In this post, we discuss about the 2-dimensional CRF (Conditional Random Field) based machine learning model that we have built for named entity recognition task from invoice document images. This blog post builds upon our previous blog on linear-chain CRF.
Given an image of an invoice document, the aim is to predict certain entities such as Invoice number, Address of the Client, Phone number, Total Amount, Tax etc.
How is 2D CRF different from linear chain CRF?
- The main difference between the 2D CRF and the linear chain CRF is that in the 2D CRF, the tag of a given word is assumed to be dependant on the tags of the neighbouring words in all the directions (For example as shown in the figure above, the tag of a given word is assumed to be dependant on six surrounding words—the closest ones in each quadrant) . However, in a linear chain CRF, the tag of a word is assumed to be dependant on the word that is to the immediate left of it and on the word to the immediate right of it.
- With respect to the implementation, except for few changes in the data preparation part, the pipeline used for 2D CRF is similar to the linear-chain CRF pipeline which is described in our previous article on linear-chain CRF.
Data preparation for 2D CRF
A document is represented using the following information.

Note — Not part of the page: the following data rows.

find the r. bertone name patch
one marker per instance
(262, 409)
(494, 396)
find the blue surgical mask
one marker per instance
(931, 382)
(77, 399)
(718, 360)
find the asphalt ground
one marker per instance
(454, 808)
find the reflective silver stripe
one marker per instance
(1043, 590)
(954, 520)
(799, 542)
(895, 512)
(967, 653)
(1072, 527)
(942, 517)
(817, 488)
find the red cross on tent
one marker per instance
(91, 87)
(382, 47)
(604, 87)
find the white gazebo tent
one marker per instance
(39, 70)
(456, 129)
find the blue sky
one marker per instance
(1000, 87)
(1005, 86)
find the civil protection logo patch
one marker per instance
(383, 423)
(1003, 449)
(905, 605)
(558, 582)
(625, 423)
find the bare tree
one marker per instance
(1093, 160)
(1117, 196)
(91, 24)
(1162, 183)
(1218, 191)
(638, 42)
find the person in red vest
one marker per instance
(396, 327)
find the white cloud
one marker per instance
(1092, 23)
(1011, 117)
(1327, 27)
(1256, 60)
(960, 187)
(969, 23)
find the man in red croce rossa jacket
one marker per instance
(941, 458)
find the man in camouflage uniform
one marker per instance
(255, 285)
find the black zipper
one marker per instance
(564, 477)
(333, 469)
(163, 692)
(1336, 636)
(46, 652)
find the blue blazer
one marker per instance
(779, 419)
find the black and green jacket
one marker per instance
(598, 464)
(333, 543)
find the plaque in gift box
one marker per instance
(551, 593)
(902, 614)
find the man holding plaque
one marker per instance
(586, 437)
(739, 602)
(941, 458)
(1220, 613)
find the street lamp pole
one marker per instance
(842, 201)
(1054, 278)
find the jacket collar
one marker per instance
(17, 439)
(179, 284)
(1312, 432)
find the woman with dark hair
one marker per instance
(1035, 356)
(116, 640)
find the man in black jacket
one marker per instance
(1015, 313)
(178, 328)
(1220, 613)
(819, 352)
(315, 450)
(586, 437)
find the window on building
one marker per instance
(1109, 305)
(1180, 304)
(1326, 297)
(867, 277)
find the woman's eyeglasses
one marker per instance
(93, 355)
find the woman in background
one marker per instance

Node Features: Each word in the document is represented using certain features like is_digit, is_alphanumeric, is_date, word_pattern, word_lower etc. The specific descriptions of these features can be found in our linear-chain CRF blog. It may be noted that any string feature is converted into a binary vector using one-hot encoding.
If there are $N$ words in a document and each word has $K_v$ features, a numpy array of dimension $N*K_v$ is used to specify the word features.
Edge List: In addition to node features, for each document, we have to specify a list of edges which connect neighbouring words. In our model, for every node we have added $6$ edges which connect them with their surrounding words as shown in the above figure. In contrast for a linear-chain CRF, each word has only two edges which connect it to the previous word and the next word.
The edge list is given in the form of a list of tuples, where each tuple (i,j) contains the indices of the nodes corresponding to an edge.
Edge Features: In addition to node features, we can also assign features for every edge in the edge list. Features such as the distance between the words that are connected by that edge, the direction in which the edge is present can be added. The distance feature might indicate how important is the tag of a neighbour while determining the tag of a given word. For example, the surrounding words that are farther might have less influence on the tag of that given word. Also, the direction in which the surrounding word is present (for example, whether it is on the top of the given word or to the left of the given word) might be useful in understanding the relation between the words.
If there are $M$ edges in a document and each word has $K_e$ features, a numpy array of dimension $M*K_e$ is used to specify the edge features.
Tag list: The tag (class) of each word in the document is given as a list.
We have used a package called PyStruct for implementing the 2D CRF. There are mainly two variants of the 2D CRF models supported: (i) GraphCRF, (ii) EdgeFeatureCRF. Depending on the problem nature, we should select one of these two models.
GraphCRF: This model assumes that all the edges are homogeneous (similar) and hence does not consider any features for the edges. In other words, a document is represented using only the node features and the edge list.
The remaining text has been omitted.